Lifestyle photography can be defined as a style of photography that aims to capture real-life events in an artistic way. For business owners, this means that your products, services, and brand experiences are grounded in a setting that conceptualizes how wonderful it might be for your potential customers to have you in their own lives. It invites the viewers to imagine what it’s like to actually engage with your brand.
There are a number of national and local brands doing away with the white backdrop and perfectly styled products in favor of real, raw, and less stylized images of their offerings in application. And that’s because sterility and perfection are hard to relate to, and don’t do much to give your viewers’ imaginations the fuel they need to invoke the other senses.

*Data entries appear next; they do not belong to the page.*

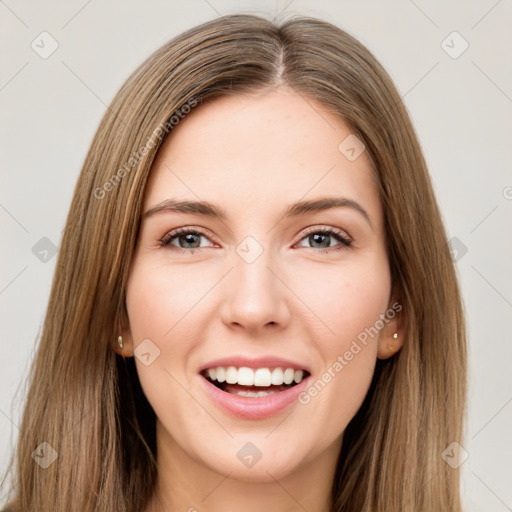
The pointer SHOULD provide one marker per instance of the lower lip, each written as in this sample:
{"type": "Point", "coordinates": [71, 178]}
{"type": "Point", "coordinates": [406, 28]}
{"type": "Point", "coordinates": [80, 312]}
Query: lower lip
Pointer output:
{"type": "Point", "coordinates": [253, 408]}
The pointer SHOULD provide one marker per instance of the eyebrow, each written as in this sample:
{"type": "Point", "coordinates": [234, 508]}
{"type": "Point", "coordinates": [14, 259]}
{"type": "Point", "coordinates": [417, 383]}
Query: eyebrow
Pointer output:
{"type": "Point", "coordinates": [294, 210]}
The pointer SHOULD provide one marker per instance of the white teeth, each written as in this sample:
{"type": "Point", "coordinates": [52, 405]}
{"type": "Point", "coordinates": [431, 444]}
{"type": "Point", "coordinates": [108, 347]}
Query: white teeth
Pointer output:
{"type": "Point", "coordinates": [262, 377]}
{"type": "Point", "coordinates": [221, 374]}
{"type": "Point", "coordinates": [289, 375]}
{"type": "Point", "coordinates": [251, 394]}
{"type": "Point", "coordinates": [277, 376]}
{"type": "Point", "coordinates": [245, 376]}
{"type": "Point", "coordinates": [231, 375]}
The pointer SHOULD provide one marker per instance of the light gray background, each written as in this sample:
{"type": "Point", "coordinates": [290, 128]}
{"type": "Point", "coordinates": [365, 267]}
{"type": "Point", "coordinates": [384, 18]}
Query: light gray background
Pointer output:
{"type": "Point", "coordinates": [461, 108]}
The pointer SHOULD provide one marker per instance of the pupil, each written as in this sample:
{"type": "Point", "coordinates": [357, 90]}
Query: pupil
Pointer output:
{"type": "Point", "coordinates": [315, 237]}
{"type": "Point", "coordinates": [189, 239]}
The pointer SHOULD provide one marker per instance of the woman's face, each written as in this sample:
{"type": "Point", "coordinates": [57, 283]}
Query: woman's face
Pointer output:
{"type": "Point", "coordinates": [260, 287]}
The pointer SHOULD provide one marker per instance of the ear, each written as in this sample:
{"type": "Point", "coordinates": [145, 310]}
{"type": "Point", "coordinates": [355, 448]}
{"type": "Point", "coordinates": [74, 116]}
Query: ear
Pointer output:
{"type": "Point", "coordinates": [394, 332]}
{"type": "Point", "coordinates": [125, 333]}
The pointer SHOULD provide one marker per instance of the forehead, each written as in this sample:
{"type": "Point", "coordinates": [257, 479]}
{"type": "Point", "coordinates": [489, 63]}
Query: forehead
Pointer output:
{"type": "Point", "coordinates": [258, 151]}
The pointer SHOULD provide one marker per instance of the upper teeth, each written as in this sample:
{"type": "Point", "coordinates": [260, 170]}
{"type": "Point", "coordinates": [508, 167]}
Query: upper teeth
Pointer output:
{"type": "Point", "coordinates": [259, 377]}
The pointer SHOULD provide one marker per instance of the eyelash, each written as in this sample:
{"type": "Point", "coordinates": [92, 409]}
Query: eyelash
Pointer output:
{"type": "Point", "coordinates": [344, 241]}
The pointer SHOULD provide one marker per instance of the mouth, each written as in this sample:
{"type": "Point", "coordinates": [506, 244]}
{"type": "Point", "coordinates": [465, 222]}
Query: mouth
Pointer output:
{"type": "Point", "coordinates": [254, 382]}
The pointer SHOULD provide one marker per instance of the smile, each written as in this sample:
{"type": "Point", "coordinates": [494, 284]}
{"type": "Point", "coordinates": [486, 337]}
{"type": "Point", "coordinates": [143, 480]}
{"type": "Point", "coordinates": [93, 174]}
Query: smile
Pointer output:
{"type": "Point", "coordinates": [253, 383]}
{"type": "Point", "coordinates": [253, 393]}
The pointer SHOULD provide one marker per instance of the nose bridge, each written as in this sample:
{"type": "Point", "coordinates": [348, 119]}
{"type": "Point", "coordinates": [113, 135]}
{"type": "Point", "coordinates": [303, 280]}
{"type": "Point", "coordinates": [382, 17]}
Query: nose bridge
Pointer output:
{"type": "Point", "coordinates": [255, 297]}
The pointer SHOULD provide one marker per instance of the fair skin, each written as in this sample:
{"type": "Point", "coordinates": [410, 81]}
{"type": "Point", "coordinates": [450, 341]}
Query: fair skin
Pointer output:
{"type": "Point", "coordinates": [301, 299]}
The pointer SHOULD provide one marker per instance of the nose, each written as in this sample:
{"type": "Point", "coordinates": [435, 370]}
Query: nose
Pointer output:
{"type": "Point", "coordinates": [256, 297]}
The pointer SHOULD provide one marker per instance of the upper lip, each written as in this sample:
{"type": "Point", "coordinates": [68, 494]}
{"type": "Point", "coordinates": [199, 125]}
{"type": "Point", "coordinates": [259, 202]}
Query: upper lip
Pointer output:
{"type": "Point", "coordinates": [254, 363]}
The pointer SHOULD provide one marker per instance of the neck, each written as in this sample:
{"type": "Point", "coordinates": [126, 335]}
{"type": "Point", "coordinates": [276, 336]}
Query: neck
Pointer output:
{"type": "Point", "coordinates": [186, 484]}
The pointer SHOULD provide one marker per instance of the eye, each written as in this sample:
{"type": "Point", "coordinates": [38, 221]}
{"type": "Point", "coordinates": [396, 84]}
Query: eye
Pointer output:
{"type": "Point", "coordinates": [186, 238]}
{"type": "Point", "coordinates": [323, 238]}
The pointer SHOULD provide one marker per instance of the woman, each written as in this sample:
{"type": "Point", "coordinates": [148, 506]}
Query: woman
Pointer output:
{"type": "Point", "coordinates": [200, 351]}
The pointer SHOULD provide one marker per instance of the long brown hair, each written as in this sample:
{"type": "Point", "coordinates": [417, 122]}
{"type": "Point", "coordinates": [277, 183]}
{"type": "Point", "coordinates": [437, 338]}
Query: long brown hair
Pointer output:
{"type": "Point", "coordinates": [86, 402]}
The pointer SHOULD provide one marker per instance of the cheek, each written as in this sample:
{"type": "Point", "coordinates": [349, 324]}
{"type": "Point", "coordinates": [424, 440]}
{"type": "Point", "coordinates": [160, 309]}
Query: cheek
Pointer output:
{"type": "Point", "coordinates": [349, 308]}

And how about these images? Are they enticing you, inspiring you to imagine the smells, the taste, and the feeling of a warm mug of herbal tea in your hand? Do you begin to envision the sunshine on your back as you read a book and pour yourself a second cup of earthy black tea infused with the floral sweetness of calendula flowers? Are you starting to crave a lingering chat with your best friend, and the sound of birds chirping serenely as the mug rests in your palm?
It’s pretty clear that the second set of photos accomplish so much more than the first, because it offers a pretty excellent experience along with the featured product.
Similarly, using lifestyle photography in your personal shoots to document your wedding, engagement, or other personal milestones provides intimate context, sparks memories, and becomes much less about the aesthetics and so much more about the personal connections.